While Thomas Webber designed the exterior of the castle, Webber said she designed the interior in a variety of themes. These include a Camelot conference room with medieval-style decorations, a King Tut-themed conference room, and a breakroom fashioned after a 1950s-style diner. Even the bathrooms inside Super Duper have whimsical themes. Webber said she used so many styles because she could never settle on one.
“My whole life is divided into themes and a lot of that originates from developing product,” Webber said. “For example, I’m going to do a product and focus on animals. Now I’m going to do things around the home. Now I’m going to do travel, so I just loved all the different themes. When we moved into this building, I just thought, ‘well, here’s my opportunity to really have fun with all the things I like’ and so that’s how we have all these bathrooms and conference rooms with different themes. It is a creative atmosphere because it’s not stale. An extension of my creativity in doing products goes into interior design.”
It is that same creativity that fueled the creation of Super Duper’s product line, which includes books, flash cards and apps designed for speech pathologists to use with children with communication challenges. Super Duper’s products are targeted to children from pre-K to middle school who face challenges in how they say words, or with grammar or syntax issues, disfluency (stuttering), voice disorders, and more, Webber said.
“It’s true, particularly starting out a small company, you tend to cook the cake, wash the dishes, mop the floor; you do everything,” Webber said. “As soon as you are able to afford outside help, get outside help. That will free you up to do what you love the most.”
While the products are targeted for a speech therapist to use for children younger than high school, Webber said that the company’s products are very versatile and based on the developmental age of the person, and can be used by someone older than middle school.
“A good many of the products can be used by a regular classroom teacher and parents as homework practice, usually under the guidance of a speech pathologist for carryover practice at home,” Webber said. “We have a large parent marketplace, but our primary audience has always been the speech language pathologist.”
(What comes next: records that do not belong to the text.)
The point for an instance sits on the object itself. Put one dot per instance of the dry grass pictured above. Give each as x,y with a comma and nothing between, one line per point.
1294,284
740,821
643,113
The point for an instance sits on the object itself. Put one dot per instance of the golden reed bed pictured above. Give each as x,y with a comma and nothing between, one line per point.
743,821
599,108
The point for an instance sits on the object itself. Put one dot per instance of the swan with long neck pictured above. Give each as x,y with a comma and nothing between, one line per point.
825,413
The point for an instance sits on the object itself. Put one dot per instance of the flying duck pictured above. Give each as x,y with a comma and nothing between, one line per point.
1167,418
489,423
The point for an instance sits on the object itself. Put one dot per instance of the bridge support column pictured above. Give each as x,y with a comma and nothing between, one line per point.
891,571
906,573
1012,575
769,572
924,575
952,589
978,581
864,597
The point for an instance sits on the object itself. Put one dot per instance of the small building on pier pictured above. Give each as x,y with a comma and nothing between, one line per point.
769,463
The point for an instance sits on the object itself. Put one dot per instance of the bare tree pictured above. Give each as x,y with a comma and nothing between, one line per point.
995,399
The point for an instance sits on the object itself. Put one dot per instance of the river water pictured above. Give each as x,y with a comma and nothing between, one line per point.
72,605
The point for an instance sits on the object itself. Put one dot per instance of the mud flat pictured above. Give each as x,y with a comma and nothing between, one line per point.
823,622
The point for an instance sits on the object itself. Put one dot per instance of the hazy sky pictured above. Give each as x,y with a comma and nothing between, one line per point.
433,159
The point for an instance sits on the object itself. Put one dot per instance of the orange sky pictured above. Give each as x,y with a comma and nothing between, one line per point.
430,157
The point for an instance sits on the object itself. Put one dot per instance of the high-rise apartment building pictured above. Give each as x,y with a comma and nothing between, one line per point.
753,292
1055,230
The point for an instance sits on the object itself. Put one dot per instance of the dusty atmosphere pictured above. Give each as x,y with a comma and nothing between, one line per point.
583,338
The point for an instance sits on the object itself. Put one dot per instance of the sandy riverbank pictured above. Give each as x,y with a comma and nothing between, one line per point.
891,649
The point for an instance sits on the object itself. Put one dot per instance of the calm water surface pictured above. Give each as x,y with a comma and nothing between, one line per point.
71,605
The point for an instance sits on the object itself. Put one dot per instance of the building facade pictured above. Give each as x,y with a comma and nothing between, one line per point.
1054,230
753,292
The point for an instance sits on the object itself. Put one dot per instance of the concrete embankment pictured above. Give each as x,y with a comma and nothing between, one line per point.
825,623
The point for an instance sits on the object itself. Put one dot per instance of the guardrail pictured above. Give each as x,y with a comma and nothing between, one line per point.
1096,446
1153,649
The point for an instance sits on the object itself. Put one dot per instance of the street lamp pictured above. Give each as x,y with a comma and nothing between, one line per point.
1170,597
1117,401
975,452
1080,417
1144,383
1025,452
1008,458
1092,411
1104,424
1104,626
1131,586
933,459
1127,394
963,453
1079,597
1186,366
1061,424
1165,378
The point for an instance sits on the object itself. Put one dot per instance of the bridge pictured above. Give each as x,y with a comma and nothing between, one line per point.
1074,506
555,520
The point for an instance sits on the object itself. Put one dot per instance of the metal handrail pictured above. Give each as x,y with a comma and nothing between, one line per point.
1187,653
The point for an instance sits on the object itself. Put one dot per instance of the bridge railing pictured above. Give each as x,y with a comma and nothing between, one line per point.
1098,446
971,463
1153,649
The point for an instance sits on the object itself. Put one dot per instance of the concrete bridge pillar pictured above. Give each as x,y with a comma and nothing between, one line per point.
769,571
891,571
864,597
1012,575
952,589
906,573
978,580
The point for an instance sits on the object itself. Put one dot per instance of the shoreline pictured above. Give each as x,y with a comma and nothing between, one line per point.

In addition to offering versatile products, Webber credited Super Duper’s survival to its highly talented employees and the company’s ability to adapt. While Webber said she wrote all the books in the beginning and illustrated the first four therapy books, the company has since hired a team of artists and an editorial staff, who help develop the products.
“We hire talent,” Webber said. “Don’t be afraid of talent. Talented people will keep you on the edge of what’s going on. Between hiring talent and listening to your customer base, they will tell you loudly and clearly what they want and what they need. That’s how we keep up with it.”
As Super Duper moves into 2020, Webber said she thinks the future of the company is strong as the second generation of Webbers come to work in the castle. The Webbers’ son Abraham is vice president of daily operations and their daughter Samantha works in marketing. Their daughter Abigail also works remotely for the company as an illustrator.
“I see a strong creative connection coming this way at some point,” Webber said. “The future of Super Duper is very bright. I see no reason that 25 years from now, it shouldn’t still be going strong. At that point, I have one grandson and perhaps he will be helping his father Abraham.”